On the long drive back from North Carolina this Memorial Day weekend, my husband and I sat in a morbid silence as we listened to the audio recording of the book "Tuesdays with Morrie". If you have never read (or listened) to it, I highly recommend you do so. But this was our first time and we were spellbound by the last thesis of a dieing man. Morrie was a sociology professor dieing of Lou Gehrig's and as he slowly wasted away, he decided to chronicle his thoughts of life and death in order to make the most of it and send its message out into the world. Morrie said many profound and wonderful expansions on life and culture, but one in particular echoed through me: "People do not know how to live, because we do not know how to die. If we knew how to die, we would then know how to live."

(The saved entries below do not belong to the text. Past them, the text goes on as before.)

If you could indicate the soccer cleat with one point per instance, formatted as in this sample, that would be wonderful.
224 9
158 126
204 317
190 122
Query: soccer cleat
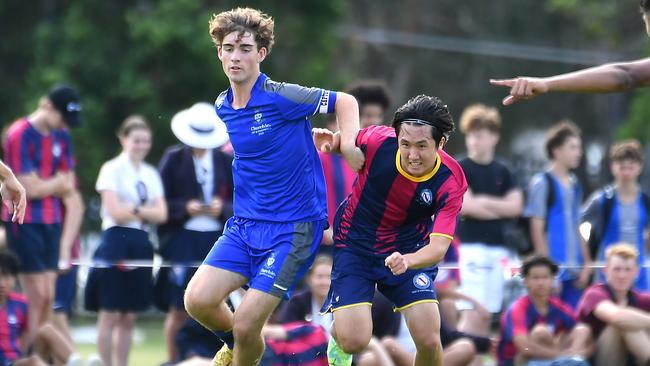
223 357
336 356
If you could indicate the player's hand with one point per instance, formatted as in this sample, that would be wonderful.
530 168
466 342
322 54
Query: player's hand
397 263
583 278
14 197
521 88
354 157
323 139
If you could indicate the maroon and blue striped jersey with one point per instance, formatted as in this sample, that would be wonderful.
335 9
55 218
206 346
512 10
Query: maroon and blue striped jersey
389 209
25 151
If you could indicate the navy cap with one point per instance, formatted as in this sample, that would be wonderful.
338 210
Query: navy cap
66 100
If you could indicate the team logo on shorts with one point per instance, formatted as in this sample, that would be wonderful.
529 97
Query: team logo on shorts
426 197
421 281
56 150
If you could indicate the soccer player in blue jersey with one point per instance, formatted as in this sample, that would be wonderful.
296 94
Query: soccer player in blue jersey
280 204
394 227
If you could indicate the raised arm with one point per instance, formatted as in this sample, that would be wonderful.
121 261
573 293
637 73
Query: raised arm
605 78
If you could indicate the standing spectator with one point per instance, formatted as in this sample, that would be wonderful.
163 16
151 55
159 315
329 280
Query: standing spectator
619 315
620 212
13 194
132 197
539 326
15 348
197 177
491 199
553 206
38 150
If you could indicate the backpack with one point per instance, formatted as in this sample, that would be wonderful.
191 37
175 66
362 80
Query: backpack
596 234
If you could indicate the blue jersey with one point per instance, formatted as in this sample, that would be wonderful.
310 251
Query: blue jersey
277 173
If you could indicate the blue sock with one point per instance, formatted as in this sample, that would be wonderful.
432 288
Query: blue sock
226 337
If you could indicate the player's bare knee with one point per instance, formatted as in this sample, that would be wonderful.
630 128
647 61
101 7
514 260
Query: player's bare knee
428 343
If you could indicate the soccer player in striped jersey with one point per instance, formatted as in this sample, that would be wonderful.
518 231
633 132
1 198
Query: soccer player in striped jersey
394 228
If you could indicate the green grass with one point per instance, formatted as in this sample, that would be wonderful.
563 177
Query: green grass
148 348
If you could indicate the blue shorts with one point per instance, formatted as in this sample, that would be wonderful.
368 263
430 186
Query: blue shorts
36 245
66 291
274 256
354 277
120 288
185 248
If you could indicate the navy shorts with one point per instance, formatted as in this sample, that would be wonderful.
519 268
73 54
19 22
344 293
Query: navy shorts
185 248
354 277
118 287
36 245
66 291
274 256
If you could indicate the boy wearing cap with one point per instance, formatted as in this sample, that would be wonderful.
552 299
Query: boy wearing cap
197 177
38 150
280 204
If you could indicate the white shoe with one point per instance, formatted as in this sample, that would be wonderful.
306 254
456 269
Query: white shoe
94 360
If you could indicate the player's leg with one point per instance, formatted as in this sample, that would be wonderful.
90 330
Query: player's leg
423 320
610 349
458 353
226 268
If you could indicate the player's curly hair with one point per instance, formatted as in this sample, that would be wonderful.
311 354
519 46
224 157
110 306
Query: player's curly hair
557 135
243 20
370 92
426 109
479 116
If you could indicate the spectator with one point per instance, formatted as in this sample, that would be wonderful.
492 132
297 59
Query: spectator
620 212
132 197
197 178
539 326
553 206
38 150
47 342
492 198
618 314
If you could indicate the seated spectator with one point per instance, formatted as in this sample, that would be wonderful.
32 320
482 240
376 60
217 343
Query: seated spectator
305 305
47 343
619 315
539 326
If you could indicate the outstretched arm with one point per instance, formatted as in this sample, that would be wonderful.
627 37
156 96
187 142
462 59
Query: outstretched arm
13 193
600 79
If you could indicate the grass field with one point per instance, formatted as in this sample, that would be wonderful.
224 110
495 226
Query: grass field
148 346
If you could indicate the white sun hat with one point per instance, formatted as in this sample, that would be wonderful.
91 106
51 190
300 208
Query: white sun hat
200 127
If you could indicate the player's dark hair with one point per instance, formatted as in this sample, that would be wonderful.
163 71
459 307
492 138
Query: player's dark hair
557 135
645 5
424 109
370 92
537 260
9 264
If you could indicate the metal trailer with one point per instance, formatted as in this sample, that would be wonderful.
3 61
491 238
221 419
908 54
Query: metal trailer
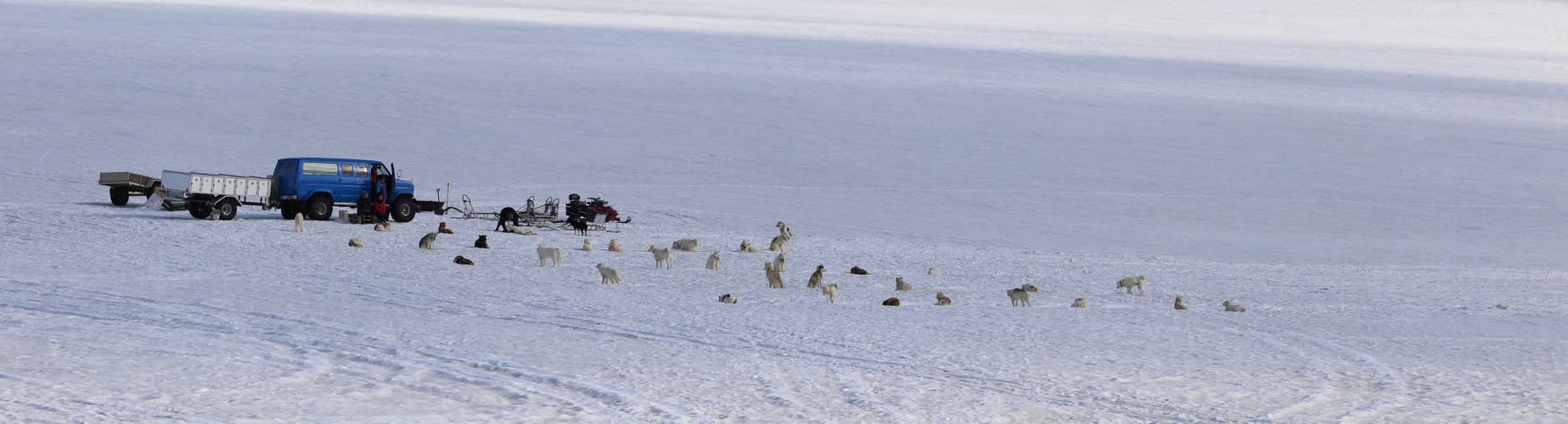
215 194
124 183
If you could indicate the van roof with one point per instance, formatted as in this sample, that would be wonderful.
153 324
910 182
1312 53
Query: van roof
329 160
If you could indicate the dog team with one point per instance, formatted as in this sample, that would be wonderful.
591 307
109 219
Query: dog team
664 259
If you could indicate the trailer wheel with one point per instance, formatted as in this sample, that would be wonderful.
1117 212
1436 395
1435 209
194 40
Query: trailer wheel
226 209
200 210
318 209
118 196
403 210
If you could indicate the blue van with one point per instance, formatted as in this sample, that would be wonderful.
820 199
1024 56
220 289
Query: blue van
316 185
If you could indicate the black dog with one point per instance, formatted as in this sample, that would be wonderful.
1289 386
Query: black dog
507 215
579 226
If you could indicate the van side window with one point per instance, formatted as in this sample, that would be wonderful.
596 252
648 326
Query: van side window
320 170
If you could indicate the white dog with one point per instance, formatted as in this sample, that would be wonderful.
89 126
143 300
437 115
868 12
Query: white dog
1131 282
816 277
609 274
775 281
684 244
554 255
778 244
1233 307
662 257
520 231
1020 296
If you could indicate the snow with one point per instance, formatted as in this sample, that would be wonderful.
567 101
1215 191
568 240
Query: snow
1377 181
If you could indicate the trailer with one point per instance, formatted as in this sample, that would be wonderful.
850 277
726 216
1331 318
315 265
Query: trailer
205 194
124 183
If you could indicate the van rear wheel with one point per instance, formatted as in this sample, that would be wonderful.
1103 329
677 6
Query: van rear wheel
318 209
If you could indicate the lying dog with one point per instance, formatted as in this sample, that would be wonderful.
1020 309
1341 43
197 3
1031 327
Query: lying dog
554 255
684 244
1131 282
609 274
1020 296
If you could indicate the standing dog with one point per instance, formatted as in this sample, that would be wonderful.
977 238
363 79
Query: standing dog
775 281
554 255
816 277
778 244
1131 282
1020 296
662 257
609 274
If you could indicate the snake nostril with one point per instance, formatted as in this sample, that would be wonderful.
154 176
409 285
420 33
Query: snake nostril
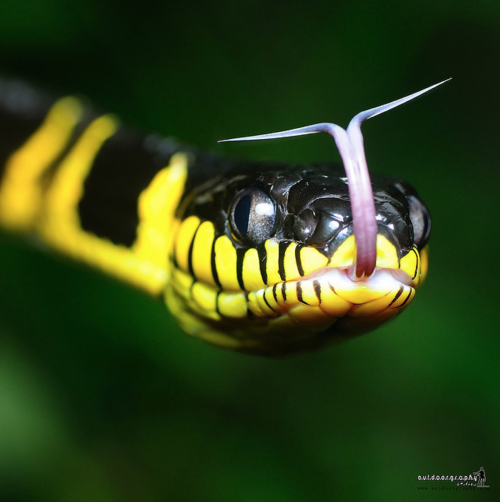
305 225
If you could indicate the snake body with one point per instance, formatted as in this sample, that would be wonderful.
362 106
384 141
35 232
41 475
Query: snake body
252 256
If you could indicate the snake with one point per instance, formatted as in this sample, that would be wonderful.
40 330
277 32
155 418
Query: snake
260 257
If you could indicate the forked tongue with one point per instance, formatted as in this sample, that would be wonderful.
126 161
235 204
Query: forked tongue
351 148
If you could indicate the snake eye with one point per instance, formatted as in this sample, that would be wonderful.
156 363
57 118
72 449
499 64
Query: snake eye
252 215
421 221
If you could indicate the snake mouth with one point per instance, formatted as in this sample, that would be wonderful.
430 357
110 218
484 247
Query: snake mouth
331 293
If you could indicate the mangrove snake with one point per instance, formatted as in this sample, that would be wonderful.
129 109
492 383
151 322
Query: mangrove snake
258 257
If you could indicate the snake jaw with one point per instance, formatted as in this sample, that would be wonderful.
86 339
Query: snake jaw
332 294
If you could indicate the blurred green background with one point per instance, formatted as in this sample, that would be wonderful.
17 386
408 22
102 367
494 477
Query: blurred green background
102 398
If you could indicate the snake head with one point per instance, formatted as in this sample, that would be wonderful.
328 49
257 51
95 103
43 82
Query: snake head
275 259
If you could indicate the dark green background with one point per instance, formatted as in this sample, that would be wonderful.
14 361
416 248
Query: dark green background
102 398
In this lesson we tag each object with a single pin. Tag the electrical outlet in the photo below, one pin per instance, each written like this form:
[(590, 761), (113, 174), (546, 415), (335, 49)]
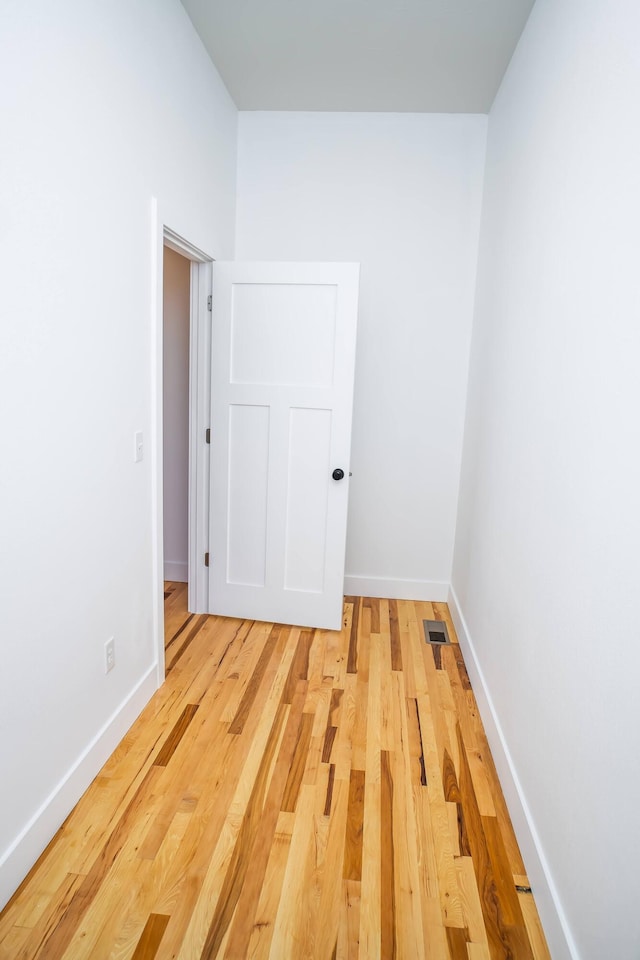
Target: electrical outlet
[(109, 655)]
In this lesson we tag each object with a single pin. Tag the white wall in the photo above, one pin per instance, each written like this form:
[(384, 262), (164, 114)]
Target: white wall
[(103, 104), (546, 570), (400, 193), (176, 302)]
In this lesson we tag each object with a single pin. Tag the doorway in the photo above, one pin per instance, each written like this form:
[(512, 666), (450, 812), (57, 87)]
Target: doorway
[(176, 299), (185, 432)]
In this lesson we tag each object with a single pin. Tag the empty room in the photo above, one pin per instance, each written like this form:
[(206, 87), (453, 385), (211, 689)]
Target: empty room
[(320, 480)]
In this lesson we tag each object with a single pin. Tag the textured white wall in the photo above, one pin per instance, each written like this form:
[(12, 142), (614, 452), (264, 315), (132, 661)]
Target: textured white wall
[(104, 104), (399, 193), (546, 567), (176, 303)]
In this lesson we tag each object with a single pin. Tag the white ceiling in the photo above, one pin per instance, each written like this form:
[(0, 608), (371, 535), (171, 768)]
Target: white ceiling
[(443, 56)]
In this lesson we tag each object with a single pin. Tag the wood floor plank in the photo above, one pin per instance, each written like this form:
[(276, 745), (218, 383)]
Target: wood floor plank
[(290, 792)]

Now, Morrie is not talking about our methods of dieing; he is talking about our attitude and approach to the reality of our own death. I had never soaked in the correlation with the two but its miracle went deep into me. Morrie was meditating on death because he was staring into it's face and he wanted others to benefit. I, myself, have always had a haunting problem with death. I am not afraid of it, in fact, through much of my life it has been an obsession. I used to meditate on it endlessly; not just for myself but projected onto others and their deaths. I have always been painfully aware of the finality that is in store for us all. I have never cried at funerals, and I have spent an unhealthy amount of free time in graveyards alone. To top the cake, (and I can't believe I am sending this into cyberspace) but I have attempted several forms of death known to us. Fortunately, I was (obviously) unsuccessful. But I was a very different person back then. I was very dark and I embraced my darkness with sick fascination. It was only recently when I began experiencing a renewed obsession with death. It shook me up to be experiencing my old thoughts. The good news is that none of them are suicidal, just sickly dark and twisted. I have always abhorred my secret obsession and I am mortified to find it resurrecting after such a long absence. It was things like this that led me to realize that God is taking me back. He is taking me back to places I have not been for oh so long.
So here I am listening to Morrie and on the edge of my seat. Our project for this week was listening. We were asked to listen to the groaning's of creation, God, others and ourselves. So all week I have been exceptionally attuned to wonder what I would hear. I have heard many things this week, but the most profound message came from Morrie. Morrie meditated on death and showed me that a courageous dialogue with death is actually a large piece of experiencing life. Especially as a Christian, my attitude toward death and my own finality are a key into my eternal, spiritual reality. And my understanding of this, puts life and living into perspective. Its an eternal, Godly perspective that hovers above time and space.
Are you starting to see?
Do you realize what it is that I got when I discovered this?
I hate my past and have ran from everything that was. I see nothing but sickness, insanity and death. I have striven to be a normal, functioning human being. Now God leads me back into the darkness because He calls it light. I say 'bullshit'. But here I am. I listen to the words of Morrie, realize that God has higher purpose for my obsession than just a dangerous, sick hobby. He cracked an old door and showed me a glow behind it, not the void that I had remembered. My sickness can be turned around for good. My darkness can lead me to revelations that will enhance my ability to live! And as I stared into the vast dessert of my past, behold . . . one small white flower trembles out of the sand.